The Power of Pee & Poo

Nature "wastes" nothing. Everything is broken down and reused. The importance of waste in the natural balance of the ecosystem is highlighted in a couple of featured findings. One, highlighted in Wired magazine, demonstrates how whales act as the oceans' gardeners: "When a blue whale goes, it goes big." The phenomenon was recently captured on camera, as shown below:


While hard to be precise from photos, it is estimated that the deposit is nearly as long as a full-grown blue whale, making it, perhaps, "the world's largest documented poop." Jokes aside, it's important because it supports "a line of research pursued in recent years by marine biologists who say whales are the ocean's unappreciated gardeners, playing enormous roles in nutrient and carbon cycles. In short -- or perhaps in long -- their poop helps make the aquatic world go round."

Go on. Well, whales help fertilize their surface waters which results in more plankton, more fish, and ultimately more whales. In fact, biologists Joe Roman and James McCarthy, have proposed what they call "the whale pump: a mechanism describing how whales feeding at depth carry nitrogen to warm, energy-rich surface waters, discharging it in flocculent fecal plumes" that float and stimulate the growth of plankton and everything that eats them. 

                                        Source: Wired

Naturally, human progress has messed with this process. Roman and McCarthy calculate that before commercial whaling, "the whale pump distributed three times more nitrogen across the Gulf of Maine than entered it from atmospheric sources." That may be the reason sea life in the Gulf was once so abundant. Even today, with whale populations only a fraction of historical levels, they added more nitrogen than all the rivers and streams running into the Gulf combined! 

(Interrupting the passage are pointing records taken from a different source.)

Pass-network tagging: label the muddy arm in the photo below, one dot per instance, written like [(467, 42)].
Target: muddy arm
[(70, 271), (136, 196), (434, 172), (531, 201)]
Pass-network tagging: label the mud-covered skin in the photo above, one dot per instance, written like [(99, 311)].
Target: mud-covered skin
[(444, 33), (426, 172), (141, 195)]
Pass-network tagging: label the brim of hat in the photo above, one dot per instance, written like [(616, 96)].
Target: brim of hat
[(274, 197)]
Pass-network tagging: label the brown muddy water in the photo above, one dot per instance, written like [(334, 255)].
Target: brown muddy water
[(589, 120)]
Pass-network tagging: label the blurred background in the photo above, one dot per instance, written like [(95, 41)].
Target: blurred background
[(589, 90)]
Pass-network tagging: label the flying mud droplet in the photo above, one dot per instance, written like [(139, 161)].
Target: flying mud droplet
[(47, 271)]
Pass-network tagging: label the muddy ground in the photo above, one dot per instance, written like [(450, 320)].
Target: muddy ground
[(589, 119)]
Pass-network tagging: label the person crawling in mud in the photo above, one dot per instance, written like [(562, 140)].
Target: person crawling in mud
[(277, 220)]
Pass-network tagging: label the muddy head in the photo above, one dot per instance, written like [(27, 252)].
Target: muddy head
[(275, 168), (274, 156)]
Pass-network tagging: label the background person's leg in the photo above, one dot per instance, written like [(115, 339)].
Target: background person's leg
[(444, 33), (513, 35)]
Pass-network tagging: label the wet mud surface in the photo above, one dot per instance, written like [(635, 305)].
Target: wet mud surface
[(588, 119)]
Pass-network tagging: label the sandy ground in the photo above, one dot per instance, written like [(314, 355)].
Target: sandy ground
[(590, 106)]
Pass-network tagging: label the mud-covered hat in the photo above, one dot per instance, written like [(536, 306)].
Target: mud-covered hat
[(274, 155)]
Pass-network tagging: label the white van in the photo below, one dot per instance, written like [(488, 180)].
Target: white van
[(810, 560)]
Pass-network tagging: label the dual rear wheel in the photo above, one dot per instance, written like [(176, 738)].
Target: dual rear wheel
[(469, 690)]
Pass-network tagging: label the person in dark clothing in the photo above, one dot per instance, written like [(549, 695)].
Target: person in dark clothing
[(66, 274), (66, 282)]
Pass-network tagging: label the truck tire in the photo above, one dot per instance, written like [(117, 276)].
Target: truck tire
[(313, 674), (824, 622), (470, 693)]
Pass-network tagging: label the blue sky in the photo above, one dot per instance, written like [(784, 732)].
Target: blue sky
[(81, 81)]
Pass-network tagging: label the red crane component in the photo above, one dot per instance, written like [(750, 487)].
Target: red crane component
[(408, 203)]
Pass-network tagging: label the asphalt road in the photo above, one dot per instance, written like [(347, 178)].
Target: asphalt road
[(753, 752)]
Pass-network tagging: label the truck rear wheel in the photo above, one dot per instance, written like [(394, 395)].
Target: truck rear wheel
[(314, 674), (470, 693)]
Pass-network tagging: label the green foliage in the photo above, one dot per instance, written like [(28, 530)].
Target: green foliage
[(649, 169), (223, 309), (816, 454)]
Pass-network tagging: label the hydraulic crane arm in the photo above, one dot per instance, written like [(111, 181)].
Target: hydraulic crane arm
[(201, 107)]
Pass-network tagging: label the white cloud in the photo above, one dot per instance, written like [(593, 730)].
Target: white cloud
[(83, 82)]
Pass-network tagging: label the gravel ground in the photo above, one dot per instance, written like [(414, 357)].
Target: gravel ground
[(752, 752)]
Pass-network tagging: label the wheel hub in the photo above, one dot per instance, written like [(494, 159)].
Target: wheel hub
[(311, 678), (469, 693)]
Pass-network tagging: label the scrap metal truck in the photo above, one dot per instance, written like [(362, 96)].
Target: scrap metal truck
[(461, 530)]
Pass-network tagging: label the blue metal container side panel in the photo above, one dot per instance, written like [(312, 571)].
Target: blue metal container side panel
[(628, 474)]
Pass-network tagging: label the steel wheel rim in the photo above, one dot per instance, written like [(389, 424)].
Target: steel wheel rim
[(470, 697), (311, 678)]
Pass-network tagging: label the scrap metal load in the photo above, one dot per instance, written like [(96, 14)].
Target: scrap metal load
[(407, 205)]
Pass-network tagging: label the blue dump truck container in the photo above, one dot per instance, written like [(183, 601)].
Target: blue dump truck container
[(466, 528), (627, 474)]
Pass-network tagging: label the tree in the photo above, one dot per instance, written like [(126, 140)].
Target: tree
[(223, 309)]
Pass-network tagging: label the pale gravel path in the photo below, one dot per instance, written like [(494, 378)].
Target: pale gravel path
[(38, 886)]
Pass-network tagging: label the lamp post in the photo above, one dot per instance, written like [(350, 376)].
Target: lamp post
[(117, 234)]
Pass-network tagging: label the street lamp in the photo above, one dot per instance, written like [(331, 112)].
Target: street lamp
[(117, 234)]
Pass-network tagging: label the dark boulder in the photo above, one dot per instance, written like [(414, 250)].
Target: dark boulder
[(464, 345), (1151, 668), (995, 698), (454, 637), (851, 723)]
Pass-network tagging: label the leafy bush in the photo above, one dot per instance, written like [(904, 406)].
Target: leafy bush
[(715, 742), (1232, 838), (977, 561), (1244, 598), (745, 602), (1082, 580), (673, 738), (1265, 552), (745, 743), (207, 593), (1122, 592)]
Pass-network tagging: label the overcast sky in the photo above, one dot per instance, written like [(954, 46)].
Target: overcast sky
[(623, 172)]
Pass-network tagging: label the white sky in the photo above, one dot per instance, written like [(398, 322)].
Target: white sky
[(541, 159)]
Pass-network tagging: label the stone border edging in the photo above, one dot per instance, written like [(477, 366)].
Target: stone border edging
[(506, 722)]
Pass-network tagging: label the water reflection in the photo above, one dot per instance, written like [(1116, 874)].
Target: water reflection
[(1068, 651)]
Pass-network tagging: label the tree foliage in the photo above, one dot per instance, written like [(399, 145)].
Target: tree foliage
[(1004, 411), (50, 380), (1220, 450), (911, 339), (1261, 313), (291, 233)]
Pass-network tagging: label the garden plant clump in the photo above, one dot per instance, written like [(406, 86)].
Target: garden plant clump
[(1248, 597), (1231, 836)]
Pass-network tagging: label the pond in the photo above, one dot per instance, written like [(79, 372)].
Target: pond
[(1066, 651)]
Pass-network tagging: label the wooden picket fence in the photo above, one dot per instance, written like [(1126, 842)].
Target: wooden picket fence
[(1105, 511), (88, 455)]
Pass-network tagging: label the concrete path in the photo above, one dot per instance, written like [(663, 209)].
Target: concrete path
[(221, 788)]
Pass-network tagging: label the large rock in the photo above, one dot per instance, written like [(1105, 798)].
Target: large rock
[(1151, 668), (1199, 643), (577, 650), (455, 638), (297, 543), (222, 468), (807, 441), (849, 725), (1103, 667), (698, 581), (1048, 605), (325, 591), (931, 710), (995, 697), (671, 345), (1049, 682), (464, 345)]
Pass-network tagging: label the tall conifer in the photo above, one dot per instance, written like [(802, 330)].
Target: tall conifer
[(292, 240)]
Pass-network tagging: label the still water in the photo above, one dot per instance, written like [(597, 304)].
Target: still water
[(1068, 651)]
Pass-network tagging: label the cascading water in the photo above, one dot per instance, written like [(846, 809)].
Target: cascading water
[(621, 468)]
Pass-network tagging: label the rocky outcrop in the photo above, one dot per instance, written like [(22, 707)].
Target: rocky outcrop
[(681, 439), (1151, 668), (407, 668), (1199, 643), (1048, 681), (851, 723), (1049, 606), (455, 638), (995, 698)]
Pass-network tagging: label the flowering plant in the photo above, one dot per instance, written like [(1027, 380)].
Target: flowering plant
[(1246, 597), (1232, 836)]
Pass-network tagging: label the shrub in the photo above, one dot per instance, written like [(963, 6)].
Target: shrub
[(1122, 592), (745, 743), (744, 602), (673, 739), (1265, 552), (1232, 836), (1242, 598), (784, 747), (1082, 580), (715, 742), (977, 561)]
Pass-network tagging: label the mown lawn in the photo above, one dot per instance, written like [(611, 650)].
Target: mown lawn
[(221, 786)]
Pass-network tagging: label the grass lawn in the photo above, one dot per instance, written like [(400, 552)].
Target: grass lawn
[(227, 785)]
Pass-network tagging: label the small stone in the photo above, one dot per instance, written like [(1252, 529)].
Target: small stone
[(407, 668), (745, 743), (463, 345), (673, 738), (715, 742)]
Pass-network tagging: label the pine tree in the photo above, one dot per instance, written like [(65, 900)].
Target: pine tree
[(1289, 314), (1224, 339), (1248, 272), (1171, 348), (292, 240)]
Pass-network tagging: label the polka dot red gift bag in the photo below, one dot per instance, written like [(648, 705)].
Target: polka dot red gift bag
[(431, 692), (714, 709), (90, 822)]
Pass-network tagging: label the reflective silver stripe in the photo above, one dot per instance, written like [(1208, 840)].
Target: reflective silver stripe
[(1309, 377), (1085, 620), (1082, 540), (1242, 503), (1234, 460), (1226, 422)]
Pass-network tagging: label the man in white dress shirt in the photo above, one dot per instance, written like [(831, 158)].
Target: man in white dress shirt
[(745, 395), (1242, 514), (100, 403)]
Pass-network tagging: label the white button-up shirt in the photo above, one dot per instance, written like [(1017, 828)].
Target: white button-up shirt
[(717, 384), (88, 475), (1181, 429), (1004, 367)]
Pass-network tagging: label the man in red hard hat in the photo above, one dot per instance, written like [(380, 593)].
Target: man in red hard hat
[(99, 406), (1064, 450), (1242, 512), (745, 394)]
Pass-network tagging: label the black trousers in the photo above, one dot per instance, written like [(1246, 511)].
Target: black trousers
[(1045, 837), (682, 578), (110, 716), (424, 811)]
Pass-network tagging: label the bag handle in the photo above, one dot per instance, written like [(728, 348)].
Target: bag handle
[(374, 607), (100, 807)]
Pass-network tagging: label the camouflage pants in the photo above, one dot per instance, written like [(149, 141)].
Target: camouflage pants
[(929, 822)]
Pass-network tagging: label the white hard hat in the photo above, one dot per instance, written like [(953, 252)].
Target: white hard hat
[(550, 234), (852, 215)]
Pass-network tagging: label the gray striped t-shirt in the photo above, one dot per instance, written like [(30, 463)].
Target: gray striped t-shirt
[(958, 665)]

But there's more...as aquatic plants and animals, particular plankton grow, they absorb carbon, then bury it on the seafloor when they die. In other words, carbon sequestration! Biologist Trish Lavery estimates that defecation by the Southern Ocean's sperm whales ultimately sequesters some 400,000 tons of carbon dioxide every year, helping counter global warming. So basically, whales are like trees when it comes to carbon credits.

But it's not just whale poo that's valuable. Human excrement can be just as useful. They say in ancient Rome, "no human waste went to waste." The average adult flushes away 730 liters of urine per year. As featured in the esteemed journal Nature, there is now a number of projects in Europe and the U.S. that is seeking to separate urine from the rest of sewage and to recycle it into products such as fertilizer, a practice known as urine diversion. Human urine has market value of $14 billion per annum, based on the amount of key minerals in it used to make synthetic fertilizers. Moreover, fertilizer plants also use a lot of energy to run, particularly the bad fossil-fuel kind, and contribute to pollution. Wide-scale use of urine diverting toilets could mitigate energy shortages and reduce greenhouse gas emissions.  


Scientists are hopeful that "separating urine from sewage could mitigate some difficult environmental problems, but there are big obstacles to radically re-engineering one of the most basic aspects of life." Like persuading people to use eco-friendly toilets and getting over the idea of eating food watered with your neighbor's pee. But at least we know the process is scalable, since everyone goes! Can't wait till Wall Street starts trading pee and poo credits.